Processo
ApCiv - APELAÇÃO CÍVEL / SP
5720916-16.2019.4.03.9999
Relator(a)
Desembargador Federal PAULO SERGIO DOMINGUES
Órgão Julgador
7ª Turma
Data do Julgamento
30/11/2020
Data da Publicação/Fonte
Intimação via sistema DATA: 04/12/2020
Ementa
E M E N T A
APELAÇÃO CÍVEL. BENEFÍCIO ASSISTENCIAL. HIPOSSUFICIÊNCIA/MISERABILIDADE NÃO
DEMONSTRADA. INVERSÃO DO ÔNUS DA SUCUMBÊNCIA. TUTELA REVOGADA.
1. O benefício de prestação continuada é devido ao portador de deficiência (§2º do artigo 20 da
Lei nº 8.742/93, com a redação dada pela Lei nº 12.470/2011) ou idoso com 65 (sessenta e cinco)
anos ou mais (artigo 34 da Lei nº 10.741/2003) que comprove não possuir meios de prover a
própria manutenção e nem de tê-la provida por sua família, nos termos dos artigos 20, § 3º, da
Lei nº 8.742/93.
2. Requisito de miserabilidade/hipossuficiência não preenchido.
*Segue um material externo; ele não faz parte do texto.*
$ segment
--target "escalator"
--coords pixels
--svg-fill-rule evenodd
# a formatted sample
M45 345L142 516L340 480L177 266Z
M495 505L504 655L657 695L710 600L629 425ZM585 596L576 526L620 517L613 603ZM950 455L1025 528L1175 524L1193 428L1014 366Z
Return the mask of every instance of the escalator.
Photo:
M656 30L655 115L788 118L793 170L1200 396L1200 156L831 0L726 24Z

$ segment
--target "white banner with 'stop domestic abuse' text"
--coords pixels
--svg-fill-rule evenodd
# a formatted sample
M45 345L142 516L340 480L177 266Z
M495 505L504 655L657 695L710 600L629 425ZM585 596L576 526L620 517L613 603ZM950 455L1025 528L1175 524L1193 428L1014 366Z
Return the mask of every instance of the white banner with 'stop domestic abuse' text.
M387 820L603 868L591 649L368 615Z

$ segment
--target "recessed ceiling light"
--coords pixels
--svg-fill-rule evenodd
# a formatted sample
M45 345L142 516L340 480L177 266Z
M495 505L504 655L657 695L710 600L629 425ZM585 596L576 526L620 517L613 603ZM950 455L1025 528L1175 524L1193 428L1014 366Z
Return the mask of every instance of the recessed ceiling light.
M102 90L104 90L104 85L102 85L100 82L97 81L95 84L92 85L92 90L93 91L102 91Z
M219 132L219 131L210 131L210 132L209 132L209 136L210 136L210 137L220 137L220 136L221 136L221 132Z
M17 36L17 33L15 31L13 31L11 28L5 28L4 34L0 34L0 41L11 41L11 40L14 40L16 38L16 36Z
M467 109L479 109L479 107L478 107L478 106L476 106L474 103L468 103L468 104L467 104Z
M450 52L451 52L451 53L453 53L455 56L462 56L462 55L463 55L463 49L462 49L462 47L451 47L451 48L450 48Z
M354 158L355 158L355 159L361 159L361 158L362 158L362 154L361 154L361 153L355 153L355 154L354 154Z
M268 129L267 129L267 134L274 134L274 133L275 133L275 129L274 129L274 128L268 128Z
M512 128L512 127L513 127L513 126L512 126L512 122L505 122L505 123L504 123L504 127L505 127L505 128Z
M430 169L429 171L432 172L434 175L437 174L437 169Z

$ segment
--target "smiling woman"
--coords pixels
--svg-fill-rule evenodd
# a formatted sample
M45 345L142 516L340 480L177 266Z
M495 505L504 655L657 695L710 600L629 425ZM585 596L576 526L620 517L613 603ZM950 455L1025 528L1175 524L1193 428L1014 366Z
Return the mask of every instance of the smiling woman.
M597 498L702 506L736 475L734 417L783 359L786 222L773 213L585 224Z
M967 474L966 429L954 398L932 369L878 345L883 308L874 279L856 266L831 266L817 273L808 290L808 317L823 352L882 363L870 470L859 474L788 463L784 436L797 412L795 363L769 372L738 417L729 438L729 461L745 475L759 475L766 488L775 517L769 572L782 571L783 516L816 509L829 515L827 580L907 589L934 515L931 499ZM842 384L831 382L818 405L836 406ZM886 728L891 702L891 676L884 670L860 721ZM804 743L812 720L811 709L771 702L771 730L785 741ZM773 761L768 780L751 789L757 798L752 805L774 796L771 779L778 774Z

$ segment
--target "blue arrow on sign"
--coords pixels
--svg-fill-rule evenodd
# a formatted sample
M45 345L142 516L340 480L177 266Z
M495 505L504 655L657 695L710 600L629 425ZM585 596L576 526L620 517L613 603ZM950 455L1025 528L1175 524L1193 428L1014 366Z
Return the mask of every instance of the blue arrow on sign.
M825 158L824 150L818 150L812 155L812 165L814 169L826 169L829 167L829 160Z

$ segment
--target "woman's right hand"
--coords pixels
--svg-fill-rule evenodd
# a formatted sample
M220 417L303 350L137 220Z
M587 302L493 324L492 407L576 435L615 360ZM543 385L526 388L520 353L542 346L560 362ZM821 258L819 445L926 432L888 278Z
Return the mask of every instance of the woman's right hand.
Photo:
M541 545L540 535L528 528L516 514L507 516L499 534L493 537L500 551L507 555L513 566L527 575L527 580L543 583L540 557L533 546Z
Laudo social indica que a parte
autora encontra-se amparada pela família e não há evidência de que suas necessidades básicas
não estejam sendo supridas. O benefício assistencial não se presta a complementação de renda.
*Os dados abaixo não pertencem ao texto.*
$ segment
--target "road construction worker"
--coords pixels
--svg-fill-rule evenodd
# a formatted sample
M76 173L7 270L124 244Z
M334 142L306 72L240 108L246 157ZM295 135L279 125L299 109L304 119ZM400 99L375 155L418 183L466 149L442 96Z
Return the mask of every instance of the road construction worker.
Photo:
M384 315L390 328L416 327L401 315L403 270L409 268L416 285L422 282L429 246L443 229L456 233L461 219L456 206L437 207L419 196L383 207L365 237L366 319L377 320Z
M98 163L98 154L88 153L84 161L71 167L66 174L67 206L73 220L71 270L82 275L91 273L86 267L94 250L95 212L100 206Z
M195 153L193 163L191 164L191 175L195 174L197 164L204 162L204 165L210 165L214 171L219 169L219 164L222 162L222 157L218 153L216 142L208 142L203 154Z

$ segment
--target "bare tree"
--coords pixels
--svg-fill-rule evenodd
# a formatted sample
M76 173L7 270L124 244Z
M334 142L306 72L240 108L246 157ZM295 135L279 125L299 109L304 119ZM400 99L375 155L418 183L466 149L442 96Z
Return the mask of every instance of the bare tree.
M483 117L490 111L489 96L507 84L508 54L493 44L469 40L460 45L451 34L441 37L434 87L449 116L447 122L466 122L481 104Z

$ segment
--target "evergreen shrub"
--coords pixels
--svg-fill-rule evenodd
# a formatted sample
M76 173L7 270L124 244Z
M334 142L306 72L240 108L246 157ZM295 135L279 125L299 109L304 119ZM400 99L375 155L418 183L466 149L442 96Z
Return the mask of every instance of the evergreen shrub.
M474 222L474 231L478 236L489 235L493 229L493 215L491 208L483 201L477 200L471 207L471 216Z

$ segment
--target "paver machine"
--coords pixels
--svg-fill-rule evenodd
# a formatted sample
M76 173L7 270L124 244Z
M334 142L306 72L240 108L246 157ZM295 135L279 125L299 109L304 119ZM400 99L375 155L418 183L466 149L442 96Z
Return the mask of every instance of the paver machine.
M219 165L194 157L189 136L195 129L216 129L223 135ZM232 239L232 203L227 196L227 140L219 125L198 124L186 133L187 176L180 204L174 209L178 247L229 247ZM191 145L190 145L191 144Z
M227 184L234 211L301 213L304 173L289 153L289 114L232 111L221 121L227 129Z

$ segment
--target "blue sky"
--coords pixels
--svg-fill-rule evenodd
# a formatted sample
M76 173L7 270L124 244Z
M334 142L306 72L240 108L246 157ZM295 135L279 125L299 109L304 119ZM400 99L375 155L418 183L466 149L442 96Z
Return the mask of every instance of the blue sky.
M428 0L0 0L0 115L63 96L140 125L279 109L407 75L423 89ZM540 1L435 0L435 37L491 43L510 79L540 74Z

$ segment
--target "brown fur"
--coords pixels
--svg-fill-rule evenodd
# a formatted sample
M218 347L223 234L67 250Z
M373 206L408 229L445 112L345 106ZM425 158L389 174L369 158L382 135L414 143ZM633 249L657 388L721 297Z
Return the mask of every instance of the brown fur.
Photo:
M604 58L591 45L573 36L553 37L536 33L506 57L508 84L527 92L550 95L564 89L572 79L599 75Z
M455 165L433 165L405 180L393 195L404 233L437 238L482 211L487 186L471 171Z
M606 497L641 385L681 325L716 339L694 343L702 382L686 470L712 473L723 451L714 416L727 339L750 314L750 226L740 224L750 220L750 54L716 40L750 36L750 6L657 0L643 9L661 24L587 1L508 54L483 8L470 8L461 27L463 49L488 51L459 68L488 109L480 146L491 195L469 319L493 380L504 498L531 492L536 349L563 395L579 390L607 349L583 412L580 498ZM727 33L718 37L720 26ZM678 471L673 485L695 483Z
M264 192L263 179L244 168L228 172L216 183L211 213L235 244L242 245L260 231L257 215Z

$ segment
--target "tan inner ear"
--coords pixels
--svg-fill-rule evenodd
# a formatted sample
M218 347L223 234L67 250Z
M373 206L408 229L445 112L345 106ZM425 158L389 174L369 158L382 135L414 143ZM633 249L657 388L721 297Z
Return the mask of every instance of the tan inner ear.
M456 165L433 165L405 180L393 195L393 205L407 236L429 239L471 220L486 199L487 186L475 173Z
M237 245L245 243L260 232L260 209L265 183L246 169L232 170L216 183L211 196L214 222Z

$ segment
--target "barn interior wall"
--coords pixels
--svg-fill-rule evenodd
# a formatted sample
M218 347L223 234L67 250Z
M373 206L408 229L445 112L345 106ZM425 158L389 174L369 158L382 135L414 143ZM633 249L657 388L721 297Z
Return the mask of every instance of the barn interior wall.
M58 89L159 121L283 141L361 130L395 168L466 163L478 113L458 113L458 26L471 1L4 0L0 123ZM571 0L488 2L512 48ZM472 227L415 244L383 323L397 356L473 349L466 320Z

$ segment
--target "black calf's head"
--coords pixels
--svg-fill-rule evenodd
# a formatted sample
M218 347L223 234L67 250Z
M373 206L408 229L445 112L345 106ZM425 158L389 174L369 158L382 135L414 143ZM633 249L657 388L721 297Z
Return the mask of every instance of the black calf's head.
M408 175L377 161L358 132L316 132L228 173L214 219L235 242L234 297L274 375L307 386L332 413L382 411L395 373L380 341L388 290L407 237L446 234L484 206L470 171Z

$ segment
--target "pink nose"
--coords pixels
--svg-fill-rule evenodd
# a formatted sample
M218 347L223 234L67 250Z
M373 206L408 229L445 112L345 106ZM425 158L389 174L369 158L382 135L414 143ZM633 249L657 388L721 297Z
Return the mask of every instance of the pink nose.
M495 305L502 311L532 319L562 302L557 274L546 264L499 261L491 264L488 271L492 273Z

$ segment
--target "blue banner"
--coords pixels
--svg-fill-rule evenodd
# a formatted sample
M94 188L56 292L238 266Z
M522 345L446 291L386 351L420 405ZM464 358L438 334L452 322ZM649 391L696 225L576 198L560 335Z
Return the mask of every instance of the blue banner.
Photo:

3. Benefício assistencial indevido.
4. Inversão do ônus da sucumbência. Exigibilidade condicionada à hipótese prevista no artigo 12
da Lei nº 1.060/50.
5. Tutela antecipada revogada. Desnecessária a devolução dos valores. Inaplicabilidade do
decidido no REsp nº 1401560/MT aos benefícios assistenciais.
6. Apelação do INSS provida.
Acórdao
Jurisprudência/TRF3 - Acórdãos
APELAÇÃO CÍVEL (198) Nº5720916-16.2019.4.03.9999
RELATOR:Gab. 24 - DES. FED. PAULO DOMINGUES
APELANTE: INSTITUTO NACIONAL DO SEGURO SOCIAL - INSS
APELADO: TEODOMIRO RIBEIRO
Advogado do(a) APELADO: MAURICIO CESAR NASCIMENTO TOLEDO - SP329102-N
OUTROS PARTICIPANTES:
APELAÇÃO CÍVEL (198) Nº5720916-16.2019.4.03.9999
RELATOR:Gab. 24 - DES. FED. PAULO DOMINGUES
APELANTE: INSTITUTO NACIONAL DO SEGURO SOCIAL - INSS
APELADO: TEODOMIRO RIBEIRO
Advogado do(a) APELADO: MAURICIO CESAR NASCIMENTO TOLEDO - SP329102-N
OUTROS PARTICIPANTES:
R E L A T Ó R I O
Trata-se de ação em que se objetiva a concessão de benefício assistencial de prestação
continuada, previsto no artigo 203, V, da Constituição Federal à pessoa idosa.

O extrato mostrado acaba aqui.